How can a firm keep accurate, up-to-date records? The first general rule is to keep the storeroom locked. If only storeroom personnel have access, and one of their measures of performance for personnel evaluation and merit increases is record accuracy, there is a strong motivation to comply. Every location of inventory storage, whether in a locked storeroom or on the production floor, should have a recordkeeping mechanism. A second way is to convey the importance of accurate records to all personnel and depend on them to assist in this effort. This all boils down to this: Put a fence that goes all the way to the ceiling around the storage area so that workers cannot climb over to get parts; put a lock on the gate and give one person the key. Nobody can pull parts without having the transaction authorized and recorded.
Cycle Counting: Another way to ensure accuracy is to count inventory frequently and match this against records. A widely used method is called Cycle Counting. It is a physical inventory-taking technique in which inventory is counted frequently rather than once or twice a year. The key to effective cycle counting and, therefore, to accurate records lies in deciding which items are to be counted, when, and by whom.
Virtually all inventory systems these days are computerized. The computer can be programmed to produce a cycle count notice in the following cases:
- When the record shows a low or zero balance on hand; it is easier to count fewer items.
- When the record shows a positive balance but a backorder was written (indicating a discrepancy).
- After some specified level of activity.
- To signal a review based on the importance of the item, as in the ABC system.
The easiest time for stock to be counted is when there is no activity in the stockroom or on the production floor. This means on the weekends or during the second or third shift, when the facility is less busy. If this is not possible, more careful logging and separation of items are required to count inventory while production is going on and transactions are occurring.
The counting cycle depends on the available personnel. Some organizations schedule regular stockroom personnel to do the counting during lulls in the regular working day. Other companies hire private firms that come in and count inventory. Still other firms use full-time cycle counters who do nothing but count inventory and resolve differences with the records. Although this last method sounds expensive, many firms believe that it is actually less costly than the usual hectic annual inventory count generally performed during the two- or three-week annual vacation shutdown.

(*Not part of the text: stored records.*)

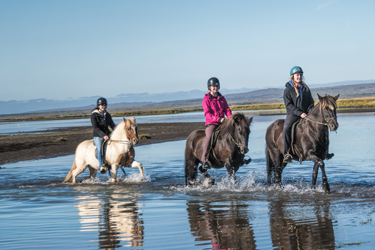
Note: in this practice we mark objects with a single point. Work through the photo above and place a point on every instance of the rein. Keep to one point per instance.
(238, 144)
(322, 123)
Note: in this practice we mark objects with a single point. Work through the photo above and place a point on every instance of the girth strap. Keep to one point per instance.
(293, 132)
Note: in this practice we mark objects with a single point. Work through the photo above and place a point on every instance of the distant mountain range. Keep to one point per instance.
(348, 89)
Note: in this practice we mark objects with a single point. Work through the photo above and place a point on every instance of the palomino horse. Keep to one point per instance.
(229, 149)
(120, 152)
(310, 143)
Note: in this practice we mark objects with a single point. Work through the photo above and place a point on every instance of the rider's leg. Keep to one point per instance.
(98, 141)
(208, 131)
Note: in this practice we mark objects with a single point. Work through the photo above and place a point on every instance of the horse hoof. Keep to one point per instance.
(206, 180)
(247, 161)
(326, 188)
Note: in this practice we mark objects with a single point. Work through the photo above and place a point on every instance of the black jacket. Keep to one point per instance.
(295, 105)
(100, 123)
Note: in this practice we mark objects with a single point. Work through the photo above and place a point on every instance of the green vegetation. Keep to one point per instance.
(354, 103)
(144, 137)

The question of who much error is tolerable between physical inventory and records has been much debated. Some firms strive for 100% accuracy, whereas, others accept 1, 2 or 3% error. The accuracy level often recommended by experts is + 0.2% for A items, + 1% for B items, and + 5% for C items.
Regardless of the specific accuracy decided on, the important point is that the level be dependable so that safety stocks may be provided as a cushion. Accuracy is important for a smooth production process so that customer orders can be processed as scheduled and not held up because of unavailable parts.